Right To Be Forgotten: Like the Parliament draft, the EDPS’s draft simplifies it to “Right to Erasure,” and simplifies the criteria by which a controller must erase. While the Council invokes legitimate interest grounds for continuing processing even after a request for deletion, the EDPS says you can’t process if the data subject objects. End of story. Further, it agrees with the Parliament that if a controller makes data public without legal ground, it must take steps to erase that data and inform the subject.

Profiling: The EDPS prefers the continued use of the term “profiling,” rather than the Council’s “Automated individual decision making,” and is unequivocal in saying automated profiling must not produce “legal effects.” Exceptions are largely those suggested by Parliament.

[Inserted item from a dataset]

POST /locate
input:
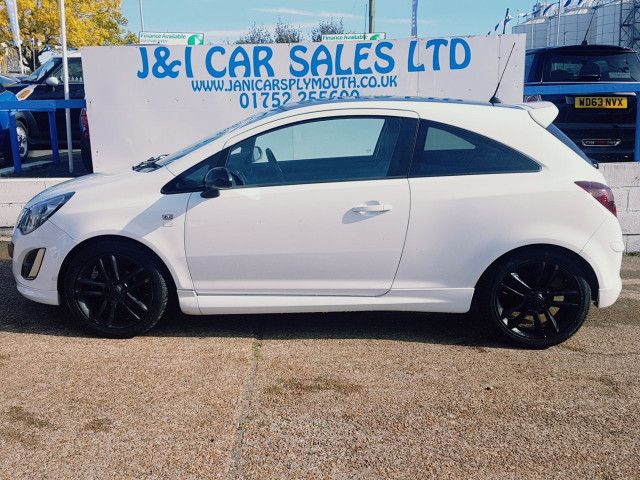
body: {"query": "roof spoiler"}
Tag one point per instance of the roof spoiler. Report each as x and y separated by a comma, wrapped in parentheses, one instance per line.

The Controller’s Accountability: The EDPS is the most simple in its statement here by far. Pointedly calling it the “accountability of the controller,” the EDPS text says “data shall be processed under the responsibility and liability of the controller.” Not much wiggle room there.

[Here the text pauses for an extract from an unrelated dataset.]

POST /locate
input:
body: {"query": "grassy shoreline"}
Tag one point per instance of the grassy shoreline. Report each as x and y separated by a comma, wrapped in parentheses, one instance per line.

Data Protection by Default: Again, the EDPS draft mostly just simplifies the definitions and is more direct in its language. This leaves a great deal of interpretation for the European Data Protection Board. What are “appropriate solutions”?

Security of Processing: The EDPS chooses not to include wording about the costs and difficulties of security, as the Council text does, and would require “security appropriate to the risk” as determined by a data protection impact assessment. Again, its recommendations are far simpler than either the Parliament or Council text. It agrees with both texts that the Commission should not be able to proscribe certain mandatory security measures.

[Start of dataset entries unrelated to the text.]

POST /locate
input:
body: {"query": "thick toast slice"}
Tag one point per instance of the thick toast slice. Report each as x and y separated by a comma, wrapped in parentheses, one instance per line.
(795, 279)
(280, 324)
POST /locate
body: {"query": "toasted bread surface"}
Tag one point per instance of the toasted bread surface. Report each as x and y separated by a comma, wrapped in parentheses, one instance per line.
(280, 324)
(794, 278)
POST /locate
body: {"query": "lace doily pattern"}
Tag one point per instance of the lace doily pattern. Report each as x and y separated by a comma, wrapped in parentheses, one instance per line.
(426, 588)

Breach Notification: The EDPS sides with the Council here, recommending a breach notification period of 72 hours, rather than 24 hours, if the breach is “likely to result in a risk for the rights and freedoms of individuals.” The EDPS text also allows that the information provided, such as about what steps to take to mitigate risk, can be provided to subjects in phases.

Mandatory Data Protection Officer (DPO): The EDPS, like the Commission, would require a DPO for all public authorities processing data. However, instead of requiring one for enterprises employing more than 250 persons, as the Commission does, it sides with the Parliament that a DPO would be required if the controller’s or processor’s operations would “imply regular or systemic monitoring of data subjects or a high level of risk.” Also, the EDPS would allow one DPO to work for more than one enterprise and would require them to be designated “on the basis of professionals qualities and, in particular, expert knowledge of data protection law,” with no equivocations for the type of data being handled.

Certification Bodies: The EDPS, somewhat similarly to the Commission and Council, would encourage third-party certification, while the Parliament would like certification to be done by the DPAs themselves.

One-Stop Shop: In a somewhat unique description of competence, the supervisory authority of the country in which a company is based will be designated as the “lead supervisory authority.” This lead authority “shall be the sole authority empowered to decide on measures intended to produce legal effects as regards the processing activities of the controller or processor for which it is responsible.” However, a subject from another country could make a complaint to their own DPA, which could then take the complaint to the lead authority. If, after three weeks, the lead DPA did not take action, the home DPA could then take action of their own, with the lead DPA acting as the “interlocutor of the controller or processor for their transnational processing.” The DPA cannot charge the subject for taking up the case.

It remains to be seen what the trilogue negotiators will do with the EDPS recommendations. Whether these recommended language changes will find their way into the final texts is impossible to know. However, the EDPS does have a respected voice in the data protection community, and it’s hard to think the recommendations, especially as they are so clearly and painstakingly outlined, will be completely ignored.